Alterações climáticas causadas pelo Homem detrás das chuvas torrenciais em Emília-Romanha e Alpes? A ciência diz que sim
A chuva que se abateu sobre Emília-Romanha (Itália) nos dias 23 e 24 de junho foi excecionalmente forte para esta época do ano e provocou grandes inundações repentinas. Cientistas atribuem a causa deste evento extraordinário às alterações climáticas induzidas pelo Homem. Saiba porquê.
No fim de semana de 23 e 24 de junho de 2024 a região de Emília-Romanha, situada no Norte de Itália - registou chuva excecionalmente forte para este período do ano. A precipitação acumulada em somente 48 horas rondou os 200 mm nalgumas zonas dos Apeninos Emilianos e provocou grandes inundações repentinas. Estas condições meteorológicas adversas foram desencadeadas pela presença de uma depressão extratropical - conhecida como Baixa Pressão de Génova - centrada no Mar da Ligúria.
É um centro de baixas pressões que se desenvolve a sul dos Alpes na região que inclui o Golfo de Génova, o Mar da Ligúria, o Vale do Pó, o Golfo de Veneza e o norte do Mar Adriático.
A depressão permaneceu estacionária sobre o mar da Ligúria durante mais de dois dias e provocou fortes aguaceiros e trovoadas, desde Bolonha até Piacenza.

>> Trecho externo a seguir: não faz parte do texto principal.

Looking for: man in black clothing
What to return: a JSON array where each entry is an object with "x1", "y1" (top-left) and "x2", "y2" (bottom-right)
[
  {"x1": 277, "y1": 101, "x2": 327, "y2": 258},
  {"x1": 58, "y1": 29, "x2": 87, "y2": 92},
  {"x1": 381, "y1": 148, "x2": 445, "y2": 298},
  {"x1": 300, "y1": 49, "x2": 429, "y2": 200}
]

Muitas cidades dos Apeninos Emilianos ficaram inundadas e registaram-se vários deslizamentos de terras, com os transportes rodoviário e ferroviário a ficarem fortemente afetados. A 25 de junho, o risco de inundações deslocou-se para as maiores cidades do Vale do Pó.
Mas Itália não foi o único país a ser afetado por este evento. A região dos Alpes Marítimos, situada em França, também registou chuvas fortes e inundações, nomeadamente no vale de Vésubie.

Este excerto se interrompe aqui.